Expect a monthly print edition beginning in February 2010.
Here’s the text of the press release:
The journalism programs at UNC-Chapel Hill and N.C. Central University have partnered with Durham civic and church leaders, volunteers and residents to launch the Northeast Central Durham Community VOICE, a community news publication serving Northeast Central Durham.
The first edition went online Sept. 24 at durhamvoice.org with neighborhood news, information, photos, videos and features provided by NCCU and UNC journalism students and local teens mentored by students and faculty.
Jock Lauterer, director of the Carolina Community Media Project at the
UNC School of Journalism and Mass Communication, is leading the effort
that began more than year ago as an idea from UNC Department of City and
Regional Planning students looking for ways to revitalize the 300-block
area known as “the bull’s eye” to Durham police and community
development officials for its high incidence of crime.
Lauterer believes that strong community media help strengthen
communities by encouraging a vital civic life and a developing a
positive sense of place. VOICE will be published bi-weekly online
through November and will add a monthly 24-page tabloid print edition in
February 2010. The Daily Tar Heel, UNC’s student newspaper, is covering
the costs of printing 2,000 copies monthly for the first year of
publication.
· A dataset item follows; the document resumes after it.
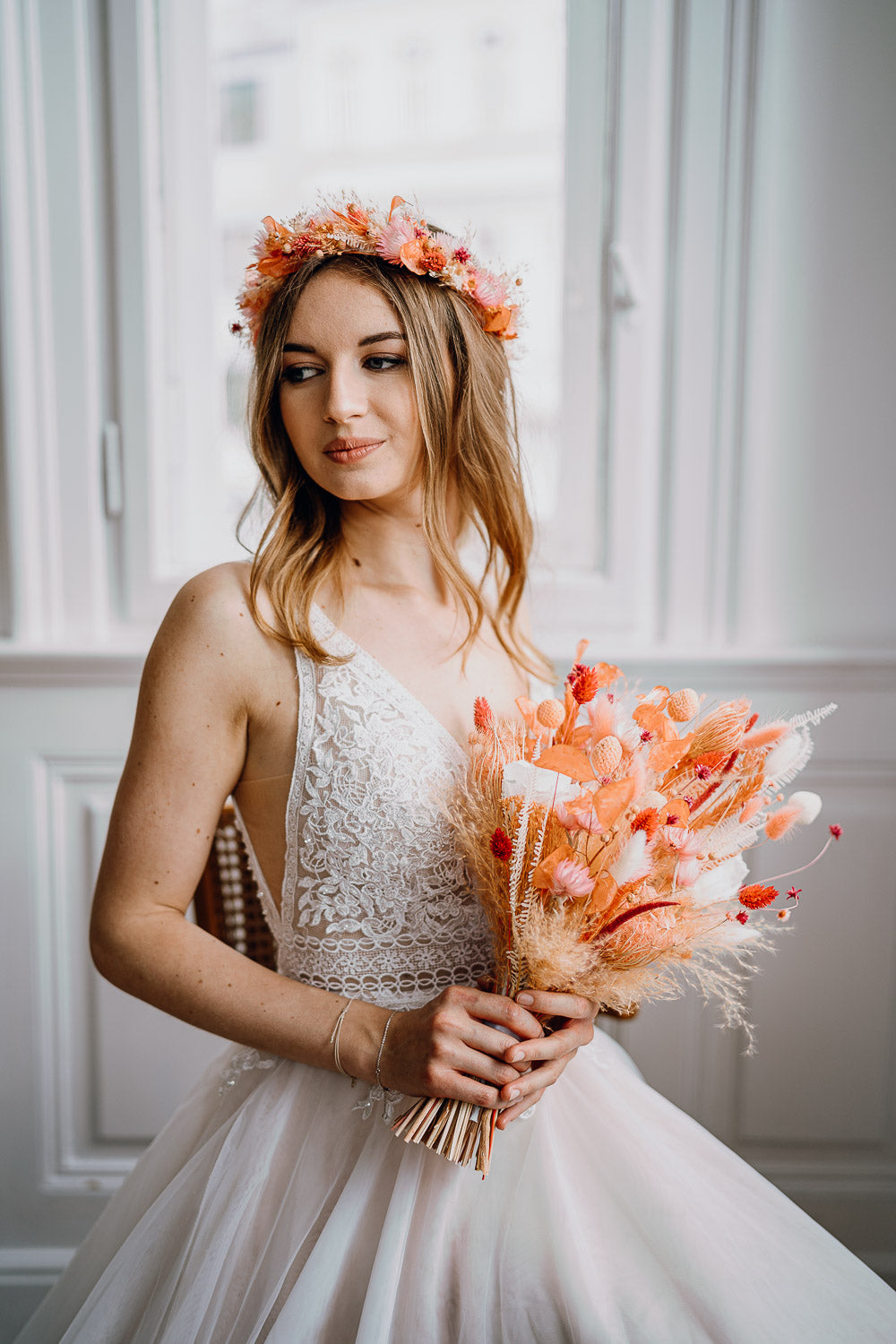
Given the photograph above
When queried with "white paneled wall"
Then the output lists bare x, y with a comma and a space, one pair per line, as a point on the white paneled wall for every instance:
729, 287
VOICE will be distributed at neighborhood schools, churches
and businesses.
“We want to empower youth to create a single source for local news for
the Northeast Central Durham community,” Lauterer said. “And we hope the
young people putting out the paper will develop the skills to use their
voices effectively in civic discussions while expanding their education
and career options.”
VOICE recruited its youth staff primarily through a series of free,
on-site photography lessons taught at NECD’s Salvation Army Boys’ and
Girls’ Club, Seesaw Studio and the Durham Inner-City Garden.
The Z. Smith Reynolds Foundation provided early support with a $25,000
grant for computers, cameras and other equipment for the project.
Lauterer is negotiating space for a newsroom in the new Golden Belt
complex, and he is exploring partnership opportunities with the new
Union Independent School in the NECD neighborhood.